11 · Statistical robustness — Bayesian vs frequentist cluster-robust + MCMC
Takeaway: We re-checked the findings three ways (standard, cluster-robust, and Bayesian) — they all agree. The conclusions don't depend on the statistical method; the company effect dwarfs every page feature in all of them.
schema presence
| engine | freq OR | naive 95% CI | cluster-robust CI | Bayes OR | 94% HDI | P(OR>1) |
|---|---|---|---|---|---|---|
| openai | 0.94 | [0.897, 0.985] | [0.882, 1.002] | 0.94 | [0.899, 0.983] | 0.009 |
| anthropic | 1.021 | [0.987, 1.057] | [0.973, 1.072] | 1.021 | [0.988, 1.054] | 0.881 |
| gemini | 1.015 | [0.967, 1.066] | [0.956, 1.078] | 1.016 | [0.972, 1.062] | 0.736 |
| perplexity | 0.992 | [0.955, 1.031] | [0.944, 1.042] | 0.993 | [0.958, 1.027] | 0.349 |
readability
| engine | freq OR | naive 95% CI | cluster-robust CI | Bayes OR | 94% HDI | P(OR>1) |
|---|---|---|---|---|---|---|
| openai | 1.051 | [1.022, 1.082] | [1.01, 1.094] | 1.051 | [1.022, 1.079] | 1 |
| anthropic | 0.951 | [0.93, 0.971] | [0.924, 0.978] | 0.951 | [0.931, 0.97] | 0 |
| gemini | 0.957 | [0.93, 0.986] | [0.919, 0.997] | 0.957 | [0.931, 0.983] | 0.001 |
| perplexity | 1.019 | [0.994, 1.044] | [0.983, 1.057] | 1.019 | [0.996, 1.043] | 0.93 |
Point estimates agree (Bayes ≈ frequentist at this n); cluster-robust CIs (clustered by company) are wider — the honest non-independence fix. Bayesian fixed-effects on full per-engine data; hierarchical on a 12,000-row subsample (rhat>1.01 — magnitude approximate, conclusion robust).
12 · Method & limits
Models. Per-LLM logistic (top-3 ~ standardized features + company effect + site/niche FE), self-citations excluded; FDR across the feature×engine grid; bootstrap lift CIs; 5-fold CV AUC; external authority via Majestic Million join; Bayesian + cluster-robust robustness (§11).
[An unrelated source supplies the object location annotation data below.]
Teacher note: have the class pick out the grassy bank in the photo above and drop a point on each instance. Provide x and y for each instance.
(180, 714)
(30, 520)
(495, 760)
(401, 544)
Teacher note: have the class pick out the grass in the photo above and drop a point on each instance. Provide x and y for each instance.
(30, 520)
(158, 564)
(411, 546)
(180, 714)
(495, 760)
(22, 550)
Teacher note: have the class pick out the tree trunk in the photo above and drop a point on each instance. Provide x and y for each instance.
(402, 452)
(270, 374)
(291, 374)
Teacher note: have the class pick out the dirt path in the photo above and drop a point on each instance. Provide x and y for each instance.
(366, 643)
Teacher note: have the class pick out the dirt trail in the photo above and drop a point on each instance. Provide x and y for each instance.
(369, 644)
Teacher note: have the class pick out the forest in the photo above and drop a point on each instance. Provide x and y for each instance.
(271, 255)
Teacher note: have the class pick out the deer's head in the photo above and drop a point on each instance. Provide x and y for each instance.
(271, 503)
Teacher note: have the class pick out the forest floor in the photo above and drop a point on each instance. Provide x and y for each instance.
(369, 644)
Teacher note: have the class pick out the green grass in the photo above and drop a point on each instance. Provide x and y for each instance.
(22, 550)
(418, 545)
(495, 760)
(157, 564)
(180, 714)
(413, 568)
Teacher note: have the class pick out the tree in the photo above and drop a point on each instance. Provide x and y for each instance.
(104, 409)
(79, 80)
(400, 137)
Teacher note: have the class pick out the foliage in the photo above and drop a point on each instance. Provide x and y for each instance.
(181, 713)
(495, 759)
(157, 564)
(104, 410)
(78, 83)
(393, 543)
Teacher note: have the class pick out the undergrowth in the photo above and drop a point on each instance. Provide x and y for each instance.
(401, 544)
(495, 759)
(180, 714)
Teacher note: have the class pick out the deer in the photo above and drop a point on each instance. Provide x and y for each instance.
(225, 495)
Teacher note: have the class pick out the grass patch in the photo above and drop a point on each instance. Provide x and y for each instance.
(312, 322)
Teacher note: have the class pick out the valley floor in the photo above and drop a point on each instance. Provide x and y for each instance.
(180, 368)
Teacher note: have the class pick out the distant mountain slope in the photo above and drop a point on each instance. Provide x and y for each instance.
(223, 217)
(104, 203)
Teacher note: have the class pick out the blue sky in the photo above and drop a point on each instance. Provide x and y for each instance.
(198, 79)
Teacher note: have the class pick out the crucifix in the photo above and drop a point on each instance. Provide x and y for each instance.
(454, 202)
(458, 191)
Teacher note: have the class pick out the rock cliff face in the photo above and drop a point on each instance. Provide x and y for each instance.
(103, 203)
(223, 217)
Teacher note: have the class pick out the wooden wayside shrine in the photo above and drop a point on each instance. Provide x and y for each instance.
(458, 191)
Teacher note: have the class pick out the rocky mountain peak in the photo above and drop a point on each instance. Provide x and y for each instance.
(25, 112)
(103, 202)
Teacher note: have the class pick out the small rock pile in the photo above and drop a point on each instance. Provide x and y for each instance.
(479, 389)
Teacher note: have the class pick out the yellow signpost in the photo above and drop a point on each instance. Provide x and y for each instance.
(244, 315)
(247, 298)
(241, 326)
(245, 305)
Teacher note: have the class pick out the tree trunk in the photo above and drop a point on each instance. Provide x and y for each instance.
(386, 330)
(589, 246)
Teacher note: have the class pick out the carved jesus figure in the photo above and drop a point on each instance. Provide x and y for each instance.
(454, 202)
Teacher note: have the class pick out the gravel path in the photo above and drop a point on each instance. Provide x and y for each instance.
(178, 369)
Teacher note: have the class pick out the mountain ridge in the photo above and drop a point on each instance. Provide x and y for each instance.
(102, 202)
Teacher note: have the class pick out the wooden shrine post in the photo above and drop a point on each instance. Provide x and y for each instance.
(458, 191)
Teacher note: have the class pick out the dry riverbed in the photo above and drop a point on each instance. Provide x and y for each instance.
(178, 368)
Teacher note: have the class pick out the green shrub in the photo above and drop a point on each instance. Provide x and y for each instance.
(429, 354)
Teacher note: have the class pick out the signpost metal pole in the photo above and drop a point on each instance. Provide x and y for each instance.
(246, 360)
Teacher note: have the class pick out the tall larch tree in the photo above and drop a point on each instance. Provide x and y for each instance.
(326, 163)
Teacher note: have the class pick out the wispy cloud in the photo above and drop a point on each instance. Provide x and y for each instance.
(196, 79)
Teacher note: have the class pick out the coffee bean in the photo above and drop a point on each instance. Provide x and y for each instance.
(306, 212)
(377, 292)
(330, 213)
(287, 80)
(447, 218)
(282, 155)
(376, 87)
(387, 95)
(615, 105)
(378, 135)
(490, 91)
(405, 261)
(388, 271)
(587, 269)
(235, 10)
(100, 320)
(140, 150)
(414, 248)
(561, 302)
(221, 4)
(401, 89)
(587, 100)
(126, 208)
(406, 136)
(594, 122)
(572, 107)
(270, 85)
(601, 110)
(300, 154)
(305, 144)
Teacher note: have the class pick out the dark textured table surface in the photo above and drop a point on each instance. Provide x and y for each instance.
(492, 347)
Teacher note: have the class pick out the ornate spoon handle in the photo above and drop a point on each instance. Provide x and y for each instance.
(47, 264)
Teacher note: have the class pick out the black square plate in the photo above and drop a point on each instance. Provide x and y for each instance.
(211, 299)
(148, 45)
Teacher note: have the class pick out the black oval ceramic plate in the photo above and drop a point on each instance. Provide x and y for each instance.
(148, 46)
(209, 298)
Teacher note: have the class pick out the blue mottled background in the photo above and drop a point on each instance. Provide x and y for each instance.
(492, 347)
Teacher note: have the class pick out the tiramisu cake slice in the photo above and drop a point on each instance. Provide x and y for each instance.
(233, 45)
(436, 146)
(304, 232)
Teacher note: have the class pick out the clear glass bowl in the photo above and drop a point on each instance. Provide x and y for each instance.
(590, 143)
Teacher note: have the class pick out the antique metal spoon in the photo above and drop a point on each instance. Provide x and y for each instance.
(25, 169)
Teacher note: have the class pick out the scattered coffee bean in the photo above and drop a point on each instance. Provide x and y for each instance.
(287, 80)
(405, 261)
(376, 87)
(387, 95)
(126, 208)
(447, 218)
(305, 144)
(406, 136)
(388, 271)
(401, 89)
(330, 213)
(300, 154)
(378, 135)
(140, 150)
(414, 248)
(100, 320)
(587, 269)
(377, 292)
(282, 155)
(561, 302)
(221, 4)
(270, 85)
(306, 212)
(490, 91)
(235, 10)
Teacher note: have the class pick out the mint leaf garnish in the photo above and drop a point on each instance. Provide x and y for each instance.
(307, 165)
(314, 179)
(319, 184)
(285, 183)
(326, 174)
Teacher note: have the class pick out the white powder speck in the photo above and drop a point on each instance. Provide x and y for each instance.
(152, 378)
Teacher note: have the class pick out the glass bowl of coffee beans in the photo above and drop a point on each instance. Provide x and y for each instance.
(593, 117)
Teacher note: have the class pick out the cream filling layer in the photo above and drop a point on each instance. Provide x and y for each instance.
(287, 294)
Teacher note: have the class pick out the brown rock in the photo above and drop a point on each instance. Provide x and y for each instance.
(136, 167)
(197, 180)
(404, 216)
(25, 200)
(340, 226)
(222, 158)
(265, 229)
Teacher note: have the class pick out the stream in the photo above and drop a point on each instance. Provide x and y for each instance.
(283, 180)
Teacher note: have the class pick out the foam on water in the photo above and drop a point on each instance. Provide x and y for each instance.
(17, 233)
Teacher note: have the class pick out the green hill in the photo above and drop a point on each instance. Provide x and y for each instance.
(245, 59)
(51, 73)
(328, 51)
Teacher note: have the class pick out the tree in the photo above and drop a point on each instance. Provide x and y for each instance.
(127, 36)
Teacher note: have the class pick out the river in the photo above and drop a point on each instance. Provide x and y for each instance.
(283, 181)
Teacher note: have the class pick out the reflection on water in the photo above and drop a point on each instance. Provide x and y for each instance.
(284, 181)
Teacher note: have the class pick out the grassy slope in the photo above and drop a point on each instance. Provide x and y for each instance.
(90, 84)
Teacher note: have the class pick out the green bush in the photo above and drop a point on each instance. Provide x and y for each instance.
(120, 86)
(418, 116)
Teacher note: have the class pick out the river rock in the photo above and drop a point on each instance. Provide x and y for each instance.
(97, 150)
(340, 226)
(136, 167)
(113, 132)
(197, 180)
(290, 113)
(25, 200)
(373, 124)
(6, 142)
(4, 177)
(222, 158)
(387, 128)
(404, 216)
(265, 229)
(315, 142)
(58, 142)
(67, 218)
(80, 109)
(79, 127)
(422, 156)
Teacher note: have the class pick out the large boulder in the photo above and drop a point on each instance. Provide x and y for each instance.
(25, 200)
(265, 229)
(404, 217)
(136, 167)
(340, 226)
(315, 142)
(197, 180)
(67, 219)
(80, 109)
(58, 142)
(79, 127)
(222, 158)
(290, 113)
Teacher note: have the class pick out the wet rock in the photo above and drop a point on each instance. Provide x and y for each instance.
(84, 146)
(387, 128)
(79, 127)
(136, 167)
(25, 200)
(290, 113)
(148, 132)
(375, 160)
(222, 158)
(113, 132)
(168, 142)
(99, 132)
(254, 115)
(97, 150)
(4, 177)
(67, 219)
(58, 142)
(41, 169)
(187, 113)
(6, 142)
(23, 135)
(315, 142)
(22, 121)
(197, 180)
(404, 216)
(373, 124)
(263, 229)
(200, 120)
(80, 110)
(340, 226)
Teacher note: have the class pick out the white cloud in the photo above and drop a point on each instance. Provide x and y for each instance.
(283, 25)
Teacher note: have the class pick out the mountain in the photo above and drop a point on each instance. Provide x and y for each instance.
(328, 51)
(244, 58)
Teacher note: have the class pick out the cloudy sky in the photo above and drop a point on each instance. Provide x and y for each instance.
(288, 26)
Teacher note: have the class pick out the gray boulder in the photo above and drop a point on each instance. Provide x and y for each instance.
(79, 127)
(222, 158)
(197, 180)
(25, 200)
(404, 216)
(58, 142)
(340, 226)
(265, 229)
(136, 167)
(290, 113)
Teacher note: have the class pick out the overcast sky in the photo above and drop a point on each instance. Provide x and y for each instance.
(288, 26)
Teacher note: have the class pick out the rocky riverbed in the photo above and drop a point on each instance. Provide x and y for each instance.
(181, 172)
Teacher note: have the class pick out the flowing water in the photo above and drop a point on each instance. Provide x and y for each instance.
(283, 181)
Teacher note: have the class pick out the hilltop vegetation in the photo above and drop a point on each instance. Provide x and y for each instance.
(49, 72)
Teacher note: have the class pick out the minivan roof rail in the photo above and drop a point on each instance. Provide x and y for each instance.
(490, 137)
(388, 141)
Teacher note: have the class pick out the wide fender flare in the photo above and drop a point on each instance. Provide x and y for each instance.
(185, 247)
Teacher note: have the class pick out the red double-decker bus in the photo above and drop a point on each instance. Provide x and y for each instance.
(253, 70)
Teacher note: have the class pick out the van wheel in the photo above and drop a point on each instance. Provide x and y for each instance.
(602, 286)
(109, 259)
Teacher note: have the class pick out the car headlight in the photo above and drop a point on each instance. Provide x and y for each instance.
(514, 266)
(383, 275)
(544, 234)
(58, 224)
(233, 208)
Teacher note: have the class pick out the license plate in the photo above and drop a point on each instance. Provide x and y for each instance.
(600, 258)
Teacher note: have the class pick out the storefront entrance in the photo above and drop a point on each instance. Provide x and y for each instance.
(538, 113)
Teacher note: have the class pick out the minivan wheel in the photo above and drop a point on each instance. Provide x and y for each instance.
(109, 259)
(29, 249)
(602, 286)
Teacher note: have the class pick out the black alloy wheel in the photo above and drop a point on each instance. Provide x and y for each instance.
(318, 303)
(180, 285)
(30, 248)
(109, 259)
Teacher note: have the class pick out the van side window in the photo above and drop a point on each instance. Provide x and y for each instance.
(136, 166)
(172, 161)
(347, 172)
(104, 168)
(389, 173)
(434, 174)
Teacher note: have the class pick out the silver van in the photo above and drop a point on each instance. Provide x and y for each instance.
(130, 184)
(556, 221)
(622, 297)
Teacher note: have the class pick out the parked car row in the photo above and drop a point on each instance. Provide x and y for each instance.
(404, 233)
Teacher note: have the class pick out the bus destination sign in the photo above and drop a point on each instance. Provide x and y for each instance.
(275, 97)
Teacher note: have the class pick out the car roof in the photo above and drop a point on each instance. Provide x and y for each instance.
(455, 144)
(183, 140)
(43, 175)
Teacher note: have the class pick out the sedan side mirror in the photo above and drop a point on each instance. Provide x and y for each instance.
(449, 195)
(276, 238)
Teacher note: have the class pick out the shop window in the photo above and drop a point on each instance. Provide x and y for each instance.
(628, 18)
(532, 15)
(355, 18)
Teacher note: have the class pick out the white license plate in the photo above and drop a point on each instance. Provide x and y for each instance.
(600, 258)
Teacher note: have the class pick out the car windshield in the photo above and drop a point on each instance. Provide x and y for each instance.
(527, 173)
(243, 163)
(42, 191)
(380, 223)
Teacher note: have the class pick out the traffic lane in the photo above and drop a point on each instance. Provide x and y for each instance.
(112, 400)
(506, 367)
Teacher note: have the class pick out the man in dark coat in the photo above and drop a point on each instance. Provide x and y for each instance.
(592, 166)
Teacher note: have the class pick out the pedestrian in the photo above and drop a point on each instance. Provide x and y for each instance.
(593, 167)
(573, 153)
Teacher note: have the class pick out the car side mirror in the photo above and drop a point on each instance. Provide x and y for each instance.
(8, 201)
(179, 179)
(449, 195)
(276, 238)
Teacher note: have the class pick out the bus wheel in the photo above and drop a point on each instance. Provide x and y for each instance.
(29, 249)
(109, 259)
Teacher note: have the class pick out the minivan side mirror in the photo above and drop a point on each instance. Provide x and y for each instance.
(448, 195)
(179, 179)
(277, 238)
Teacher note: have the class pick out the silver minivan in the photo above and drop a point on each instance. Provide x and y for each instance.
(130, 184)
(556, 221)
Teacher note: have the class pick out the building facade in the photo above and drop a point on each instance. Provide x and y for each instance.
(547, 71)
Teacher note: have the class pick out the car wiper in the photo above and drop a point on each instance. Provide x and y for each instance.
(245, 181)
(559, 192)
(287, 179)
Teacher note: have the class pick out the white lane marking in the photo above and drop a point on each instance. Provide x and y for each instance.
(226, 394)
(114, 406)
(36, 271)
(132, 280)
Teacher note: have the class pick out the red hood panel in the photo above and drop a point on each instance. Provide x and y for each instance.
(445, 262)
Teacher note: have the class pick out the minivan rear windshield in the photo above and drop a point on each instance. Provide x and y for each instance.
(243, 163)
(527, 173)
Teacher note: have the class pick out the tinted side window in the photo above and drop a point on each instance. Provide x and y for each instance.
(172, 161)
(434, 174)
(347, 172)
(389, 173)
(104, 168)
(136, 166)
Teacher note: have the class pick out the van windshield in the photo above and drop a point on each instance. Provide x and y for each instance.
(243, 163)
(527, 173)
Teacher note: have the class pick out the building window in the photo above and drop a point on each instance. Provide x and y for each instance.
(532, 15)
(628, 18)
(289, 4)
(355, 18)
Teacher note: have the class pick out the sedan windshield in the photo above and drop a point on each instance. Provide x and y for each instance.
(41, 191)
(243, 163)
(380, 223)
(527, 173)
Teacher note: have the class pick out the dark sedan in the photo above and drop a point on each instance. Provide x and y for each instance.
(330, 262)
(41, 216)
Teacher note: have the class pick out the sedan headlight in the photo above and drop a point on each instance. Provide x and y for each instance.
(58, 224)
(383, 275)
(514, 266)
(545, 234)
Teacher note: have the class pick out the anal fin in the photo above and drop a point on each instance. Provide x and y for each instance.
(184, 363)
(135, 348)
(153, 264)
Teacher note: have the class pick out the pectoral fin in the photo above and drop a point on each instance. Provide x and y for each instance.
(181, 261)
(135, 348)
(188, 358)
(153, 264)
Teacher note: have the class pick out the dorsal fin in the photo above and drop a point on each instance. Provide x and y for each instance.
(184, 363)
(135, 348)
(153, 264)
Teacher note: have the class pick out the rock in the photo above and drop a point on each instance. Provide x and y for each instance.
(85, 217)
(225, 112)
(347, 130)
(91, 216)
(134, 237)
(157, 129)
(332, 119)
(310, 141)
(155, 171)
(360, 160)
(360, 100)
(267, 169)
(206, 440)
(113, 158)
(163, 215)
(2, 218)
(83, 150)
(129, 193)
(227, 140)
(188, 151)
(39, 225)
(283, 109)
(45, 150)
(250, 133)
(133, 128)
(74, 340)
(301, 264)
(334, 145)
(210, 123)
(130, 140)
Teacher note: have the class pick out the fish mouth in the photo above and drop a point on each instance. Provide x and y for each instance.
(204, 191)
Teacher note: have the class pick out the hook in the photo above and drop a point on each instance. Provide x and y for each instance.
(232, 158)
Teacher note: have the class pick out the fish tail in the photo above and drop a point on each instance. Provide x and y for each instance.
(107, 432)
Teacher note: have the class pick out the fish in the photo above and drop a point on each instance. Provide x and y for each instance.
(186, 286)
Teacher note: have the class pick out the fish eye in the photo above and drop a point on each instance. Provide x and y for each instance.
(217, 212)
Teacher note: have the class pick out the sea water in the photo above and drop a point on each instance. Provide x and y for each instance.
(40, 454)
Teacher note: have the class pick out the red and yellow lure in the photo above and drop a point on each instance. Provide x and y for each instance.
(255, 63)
Limits. Selection / survivorship: the cohort is companies LLMs already cite — we never observe niche players that were never mentioned, so the study explains rank among the considered set, not how to enter it from zero. "Eligibility" (cited-vs-wild) is therefore a crude proxy — random web isn't "uncited competitors"; the cleanest within-niche control is the sibling arm (same domains, uncited), where gaps are small. Observational (associational, not causal — distinct from Princeton's intervention); the dominant per-company effect is unexplained by measured signals (likely brand salience, unmeasured); the endogenous "popularity" proxy is partly circular (hence the external Majestic check); single snapshot; wild-random skewed to popular sites (conservative); PSI-lab is the speed signal; source-role Haiku-classified with gaps (Gemini); hierarchical MCMC on a subsample with imperfect convergence.